L’Affaire Caravage

Sélection Officielle FIPADOC 2020 – En compétition – Documentaire national

Une coproduction Arte France avec la participation de France 3 Ile de France
Avec le soutien du programme Europe Creative – MEDIA de l’Union européenne, du CNC, de la PROCIREP-ANGOA, de la Région Ile-de-France
Arte distribution

En avril 2014, une œuvre magistrale est découverte dans le grenier d’une maison toulousaine. Elle serait de la main du Caravage et perdue depuis 400 ans. Cette nouvelle va conduire Frédéric Biamonti, le réalisateur, entre Paris, Toulouse, Londres, Rome, Naples, Malte et New York. Nous pénétrons dans les coulisses du monde énigmatique de la peinture ancienne, au milieu des experts, marchands et restaurateurs, et rien ne se passe comme prévu. Attribution, estimation, destination finale, les péripéties de cette « Judith et Holopherne » ressemblent à la vie tumultueuse de son créateur, Michelangelo Merisi dit le Caravage.

Le sujet peut sembler un peu austère au premier abord mais il est traité comme une enquête, dont on suit l’évolution, étape par étape, avec son lot de suspense, de découvertes et de retournements. Cette écriture ingénieuse nous tient en haleine jusqu’à la fin du film.

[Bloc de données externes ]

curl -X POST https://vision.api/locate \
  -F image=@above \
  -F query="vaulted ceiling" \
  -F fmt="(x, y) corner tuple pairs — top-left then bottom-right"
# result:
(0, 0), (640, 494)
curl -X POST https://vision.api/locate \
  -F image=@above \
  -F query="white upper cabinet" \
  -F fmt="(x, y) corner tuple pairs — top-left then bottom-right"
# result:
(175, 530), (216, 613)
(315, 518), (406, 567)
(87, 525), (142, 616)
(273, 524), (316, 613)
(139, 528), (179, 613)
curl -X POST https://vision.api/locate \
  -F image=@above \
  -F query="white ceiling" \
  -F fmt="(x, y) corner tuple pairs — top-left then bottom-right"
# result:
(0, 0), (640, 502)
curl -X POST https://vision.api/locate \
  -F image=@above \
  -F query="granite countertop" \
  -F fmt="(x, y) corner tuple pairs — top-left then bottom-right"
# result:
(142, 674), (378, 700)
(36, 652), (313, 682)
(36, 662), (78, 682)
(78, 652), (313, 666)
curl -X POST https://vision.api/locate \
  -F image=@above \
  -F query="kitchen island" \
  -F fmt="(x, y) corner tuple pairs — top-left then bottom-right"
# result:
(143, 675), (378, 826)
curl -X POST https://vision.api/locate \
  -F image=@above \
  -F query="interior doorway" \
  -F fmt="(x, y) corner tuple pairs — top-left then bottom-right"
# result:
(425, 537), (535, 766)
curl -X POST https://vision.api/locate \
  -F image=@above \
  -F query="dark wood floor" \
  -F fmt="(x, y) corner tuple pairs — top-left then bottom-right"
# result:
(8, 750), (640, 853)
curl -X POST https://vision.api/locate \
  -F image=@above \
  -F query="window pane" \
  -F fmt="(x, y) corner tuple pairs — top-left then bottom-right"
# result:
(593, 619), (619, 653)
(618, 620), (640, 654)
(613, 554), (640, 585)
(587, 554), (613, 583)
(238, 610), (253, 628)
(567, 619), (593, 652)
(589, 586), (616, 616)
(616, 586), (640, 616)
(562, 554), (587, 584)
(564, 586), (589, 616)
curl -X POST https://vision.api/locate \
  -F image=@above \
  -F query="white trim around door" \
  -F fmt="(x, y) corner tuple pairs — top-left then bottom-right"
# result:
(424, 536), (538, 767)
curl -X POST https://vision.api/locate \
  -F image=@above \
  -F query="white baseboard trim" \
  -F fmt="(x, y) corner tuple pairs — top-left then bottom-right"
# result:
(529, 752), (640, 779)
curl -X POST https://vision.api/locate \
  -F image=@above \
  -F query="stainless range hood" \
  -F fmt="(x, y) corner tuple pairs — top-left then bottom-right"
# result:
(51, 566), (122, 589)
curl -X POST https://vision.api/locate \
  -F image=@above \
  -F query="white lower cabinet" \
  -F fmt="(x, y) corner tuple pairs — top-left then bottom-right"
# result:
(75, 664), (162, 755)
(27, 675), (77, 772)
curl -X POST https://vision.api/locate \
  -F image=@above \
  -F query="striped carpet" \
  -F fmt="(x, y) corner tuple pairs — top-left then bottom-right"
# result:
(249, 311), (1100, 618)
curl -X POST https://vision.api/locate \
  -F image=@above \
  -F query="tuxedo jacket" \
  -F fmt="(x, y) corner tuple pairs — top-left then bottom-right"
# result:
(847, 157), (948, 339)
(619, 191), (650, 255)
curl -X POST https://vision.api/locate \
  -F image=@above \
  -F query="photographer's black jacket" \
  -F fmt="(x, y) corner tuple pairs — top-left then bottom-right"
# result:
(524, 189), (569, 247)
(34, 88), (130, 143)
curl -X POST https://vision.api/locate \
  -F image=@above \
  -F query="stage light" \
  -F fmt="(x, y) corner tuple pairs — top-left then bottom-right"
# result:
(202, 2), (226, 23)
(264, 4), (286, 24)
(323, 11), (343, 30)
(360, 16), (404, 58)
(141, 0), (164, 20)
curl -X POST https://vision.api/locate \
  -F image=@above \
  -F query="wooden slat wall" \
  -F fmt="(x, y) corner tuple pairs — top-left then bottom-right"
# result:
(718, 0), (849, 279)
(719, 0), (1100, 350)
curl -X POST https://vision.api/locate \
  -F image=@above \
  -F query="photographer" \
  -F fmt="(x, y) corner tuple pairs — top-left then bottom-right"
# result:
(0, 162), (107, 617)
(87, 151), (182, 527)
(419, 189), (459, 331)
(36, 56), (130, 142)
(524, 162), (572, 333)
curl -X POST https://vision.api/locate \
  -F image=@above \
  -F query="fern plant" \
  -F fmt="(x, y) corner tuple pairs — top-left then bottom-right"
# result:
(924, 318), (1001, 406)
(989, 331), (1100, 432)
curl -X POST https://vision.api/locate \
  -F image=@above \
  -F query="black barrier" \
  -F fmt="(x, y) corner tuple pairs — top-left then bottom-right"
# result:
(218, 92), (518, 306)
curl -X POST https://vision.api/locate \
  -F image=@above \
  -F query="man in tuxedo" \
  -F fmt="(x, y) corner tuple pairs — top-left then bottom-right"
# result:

C’est le fruit d’un très long travail (5 ans) de la part du réalisateur qui a pu rencontrer des experts au quatre coins du monde. Le sujet est donc très bien documenté. Il nous permet de comprendre ce qui fait la singularité de l’oeuvre de cet immense peintre qu’est le Caravage et aussi d’appréhender le fonctionnement du marché international de l’art.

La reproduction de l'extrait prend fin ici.